Loose Name Matching

L2/02-365R1

Re:	Loose Name Matching
From:	Mark Davis
Date:	2002-10-30

For property names, we recommend loose string matching: only letters (and possibly digits) are taken into account when matching. In particular, spaces and hyphens are disregarded in loose matching. The property aliases are vetted to make sure that this does not cause collisions: that the aliases will always remain distinct even if only letters and digits are considered in matching.

It is useful to do this for Unicode character names as well, for environments like regular expressions. There are currently only three cases where loose matching fails:

U+0F68 TIBETAN LETTER A and
U+0F60 TIBETAN LETTER -A
U+0FB8 TIBETAN SUBJOINED LETTER A and
U+0FB0 TIBETAN SUBJOINED LETTER -A
U+116C HANGUL JUNGSEONG OE and
U+1180 HANGUL JUNGSEONG O-E

With such a limited number of exceptions, one can still match loosely, by special-casing these exceptions. This can be done by setting up the lookup table to exclude U+0F60, U+0FB0, and U+1180, so that there is just one code point per transformed input string.
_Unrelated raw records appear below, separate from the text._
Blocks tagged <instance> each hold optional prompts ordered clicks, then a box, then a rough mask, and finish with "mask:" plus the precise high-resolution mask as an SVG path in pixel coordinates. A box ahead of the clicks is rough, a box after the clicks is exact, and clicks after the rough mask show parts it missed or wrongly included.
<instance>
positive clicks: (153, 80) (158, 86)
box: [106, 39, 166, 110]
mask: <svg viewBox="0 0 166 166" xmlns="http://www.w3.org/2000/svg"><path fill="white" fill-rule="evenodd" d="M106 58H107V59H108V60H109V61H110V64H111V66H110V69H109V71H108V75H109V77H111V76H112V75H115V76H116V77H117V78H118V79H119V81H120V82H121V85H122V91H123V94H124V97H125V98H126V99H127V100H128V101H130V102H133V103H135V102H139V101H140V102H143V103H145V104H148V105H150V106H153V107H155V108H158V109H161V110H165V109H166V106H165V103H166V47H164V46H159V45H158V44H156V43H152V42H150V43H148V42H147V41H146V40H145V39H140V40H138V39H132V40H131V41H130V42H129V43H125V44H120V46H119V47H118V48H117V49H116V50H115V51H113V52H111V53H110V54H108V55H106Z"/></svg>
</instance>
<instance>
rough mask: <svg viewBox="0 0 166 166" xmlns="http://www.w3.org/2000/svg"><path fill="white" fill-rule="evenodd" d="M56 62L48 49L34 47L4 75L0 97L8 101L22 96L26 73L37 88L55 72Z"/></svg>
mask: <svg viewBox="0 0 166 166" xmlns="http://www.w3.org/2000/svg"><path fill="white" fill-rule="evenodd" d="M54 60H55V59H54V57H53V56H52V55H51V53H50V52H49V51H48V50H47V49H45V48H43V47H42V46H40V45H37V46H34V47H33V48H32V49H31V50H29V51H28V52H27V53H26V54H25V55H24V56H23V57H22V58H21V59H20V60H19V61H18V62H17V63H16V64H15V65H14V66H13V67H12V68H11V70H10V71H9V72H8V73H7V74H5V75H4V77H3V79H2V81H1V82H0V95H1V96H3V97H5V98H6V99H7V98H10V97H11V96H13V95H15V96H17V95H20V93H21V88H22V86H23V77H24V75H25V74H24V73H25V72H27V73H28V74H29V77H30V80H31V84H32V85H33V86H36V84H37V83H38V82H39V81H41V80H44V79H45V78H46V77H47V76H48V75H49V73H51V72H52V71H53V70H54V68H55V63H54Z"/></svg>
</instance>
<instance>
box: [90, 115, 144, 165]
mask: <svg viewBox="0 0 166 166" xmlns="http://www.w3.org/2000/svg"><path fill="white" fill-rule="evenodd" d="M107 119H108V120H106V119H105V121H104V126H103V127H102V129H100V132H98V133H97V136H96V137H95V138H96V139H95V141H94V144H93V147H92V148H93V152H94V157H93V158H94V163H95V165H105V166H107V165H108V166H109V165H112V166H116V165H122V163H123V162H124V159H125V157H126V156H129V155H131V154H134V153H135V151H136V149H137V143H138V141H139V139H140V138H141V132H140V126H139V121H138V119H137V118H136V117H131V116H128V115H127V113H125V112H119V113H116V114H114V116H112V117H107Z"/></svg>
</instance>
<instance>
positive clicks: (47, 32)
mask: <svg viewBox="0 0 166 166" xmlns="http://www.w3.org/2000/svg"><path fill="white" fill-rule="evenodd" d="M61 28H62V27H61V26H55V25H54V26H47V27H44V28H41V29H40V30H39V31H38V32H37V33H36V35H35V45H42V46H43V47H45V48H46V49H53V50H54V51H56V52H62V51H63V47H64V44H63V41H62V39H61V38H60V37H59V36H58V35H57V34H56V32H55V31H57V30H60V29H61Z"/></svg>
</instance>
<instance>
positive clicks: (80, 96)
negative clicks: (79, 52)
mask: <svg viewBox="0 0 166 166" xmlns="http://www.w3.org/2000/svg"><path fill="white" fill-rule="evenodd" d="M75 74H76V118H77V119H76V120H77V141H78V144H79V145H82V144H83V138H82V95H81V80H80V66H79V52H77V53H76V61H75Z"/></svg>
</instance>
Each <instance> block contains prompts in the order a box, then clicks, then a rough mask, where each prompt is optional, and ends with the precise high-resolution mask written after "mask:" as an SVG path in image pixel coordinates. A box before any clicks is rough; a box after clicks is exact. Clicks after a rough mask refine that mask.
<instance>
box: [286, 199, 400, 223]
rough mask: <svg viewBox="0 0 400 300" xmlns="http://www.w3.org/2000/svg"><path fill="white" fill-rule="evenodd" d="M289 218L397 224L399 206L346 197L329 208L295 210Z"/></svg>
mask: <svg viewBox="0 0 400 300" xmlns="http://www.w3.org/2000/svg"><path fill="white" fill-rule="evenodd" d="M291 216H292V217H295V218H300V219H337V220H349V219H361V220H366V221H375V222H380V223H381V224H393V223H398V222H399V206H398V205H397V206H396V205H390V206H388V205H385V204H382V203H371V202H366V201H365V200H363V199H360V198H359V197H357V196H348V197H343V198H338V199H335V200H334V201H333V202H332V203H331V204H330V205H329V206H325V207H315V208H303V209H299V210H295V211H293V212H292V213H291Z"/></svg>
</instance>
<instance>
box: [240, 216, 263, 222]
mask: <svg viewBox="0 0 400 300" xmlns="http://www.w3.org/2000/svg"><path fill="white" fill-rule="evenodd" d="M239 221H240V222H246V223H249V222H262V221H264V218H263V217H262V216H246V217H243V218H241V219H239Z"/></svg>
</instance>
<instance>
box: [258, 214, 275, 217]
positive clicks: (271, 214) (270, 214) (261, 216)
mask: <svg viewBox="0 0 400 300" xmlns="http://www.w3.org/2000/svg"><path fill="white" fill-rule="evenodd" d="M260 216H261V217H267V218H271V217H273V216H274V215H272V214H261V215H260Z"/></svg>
Then when matching, the following process is used:

try a loose match
if there is no matching code point, return failure
if the matched code point is not one of U+0F68, U+0FB8, or U+116C, return the matched code point
if the last character but one (excluding trailing spaces) of the input is not "-", return the matched code point
otherwise return U+0F60, U+0FB0, or U+1180, respectively

As it turns out, the match can even be slightly looser than with property aliases: one can also remove all instances of the letter sequences "LETTER", "CHARACTER", "DIGIT", and still not have collisions.

I recommend that to make loose matching easy into the future, the UTC and WG2 should adopt the following policy:

Whenever a character name is assigned to a new character, that name will be distinct from all existing character names, even under the following transformation:
1. Remove all characters except for letters and decimal digits
  - Letters and decimal digits are those with general-category = L or Nd.
2. Remove remove all instances of the letter sequences "LETTER", "CHARACTER", "DIGIT"
  - This is only applicable to the English normative character names, not to translated names.
3. Case-fold all characters.
  - This is only applicable to translated names that may contain both uppercase and lowercase characters.